Zero Excavation Inflow & Infiltration Restoration At the Naval Air Station in Pensacola after a High Water Event
Ever since the U.S. purchased Florida from Spain in 1821, the site where the Naval Air Station (NAS) in Pensacola currently stands has provided a base for military operations. In 1826, construction began on the Pensacola Navy Yard and it eventually became one of the “best-equipped naval stations” in the U.S. During this period, the Navy Yard was used for docking and repairing the warships of that period. When the Navy saw the advantages of aviation in combat, Pensacola became an aviation training station in 1914 and the station was built on the side of the old Navy Yard. In 2014, NAS Whiting Field celebrated 71 years in operation and is considered to be the “backbone of the Navy’s flight program” and is still one of the most important Navy bases in the U.S.
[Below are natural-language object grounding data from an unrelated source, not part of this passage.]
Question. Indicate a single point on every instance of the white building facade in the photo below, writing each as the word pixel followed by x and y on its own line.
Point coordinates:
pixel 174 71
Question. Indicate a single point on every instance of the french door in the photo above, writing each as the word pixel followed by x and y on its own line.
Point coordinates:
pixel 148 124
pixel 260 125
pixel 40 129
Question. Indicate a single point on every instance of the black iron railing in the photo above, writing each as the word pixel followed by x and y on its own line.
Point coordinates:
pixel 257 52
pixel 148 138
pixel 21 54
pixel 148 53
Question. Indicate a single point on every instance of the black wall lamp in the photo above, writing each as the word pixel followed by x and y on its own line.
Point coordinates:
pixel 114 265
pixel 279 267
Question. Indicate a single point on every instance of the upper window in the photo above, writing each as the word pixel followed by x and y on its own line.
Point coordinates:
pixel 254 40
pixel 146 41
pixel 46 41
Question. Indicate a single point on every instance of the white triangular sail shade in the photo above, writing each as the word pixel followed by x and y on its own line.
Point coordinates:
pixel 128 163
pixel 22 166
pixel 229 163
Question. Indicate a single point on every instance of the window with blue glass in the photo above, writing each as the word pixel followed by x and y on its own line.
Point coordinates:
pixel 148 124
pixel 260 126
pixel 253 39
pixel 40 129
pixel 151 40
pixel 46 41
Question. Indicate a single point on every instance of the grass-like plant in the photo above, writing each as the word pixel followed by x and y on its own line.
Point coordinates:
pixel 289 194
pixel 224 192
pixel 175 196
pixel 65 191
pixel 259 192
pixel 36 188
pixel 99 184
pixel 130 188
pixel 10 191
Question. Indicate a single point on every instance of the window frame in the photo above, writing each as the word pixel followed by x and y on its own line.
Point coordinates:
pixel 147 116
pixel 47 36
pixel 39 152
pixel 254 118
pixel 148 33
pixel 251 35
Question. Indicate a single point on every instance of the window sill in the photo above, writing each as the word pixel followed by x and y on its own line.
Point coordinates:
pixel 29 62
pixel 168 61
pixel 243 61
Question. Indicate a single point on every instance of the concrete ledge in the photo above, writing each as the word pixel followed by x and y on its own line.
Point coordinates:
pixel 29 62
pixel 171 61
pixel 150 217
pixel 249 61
After a tropical storm hit Florida’s panhandle dumping more than 15 inches of rain in Escambia County, URETEK Holdings responded to an emergency call from Naval Facilities Engineering Command at NAS. Due to the loss of bearing soils migrating into the storm drain system, two manhole structures had settled and voids were forming under the right of way, creating surface depressions along the pavement’s shoulder.
At a pre-estimate meeting with NAVFAC, URETEK’s Project Manager, Tommy Russum, designed a plan for using URETEK’s™ Deep Injection® Process to fill the voids and densify weak base soils to prevent additional pavement and structure settlement.
URETEK’s crew entered the 60” storm drain to inject the geotechnical polymer at two different locations in order to encapsulate and seal the failed joints and stop further inflow and infiltration into the storm drain.

Injections were also made at four distinct elevations above the storm drain in order to void fill and compact loose soils to restore and increase bearing capacities.

The repair and rehabilitation of the storm drain system was completed in two days with minimal disruption to NAS.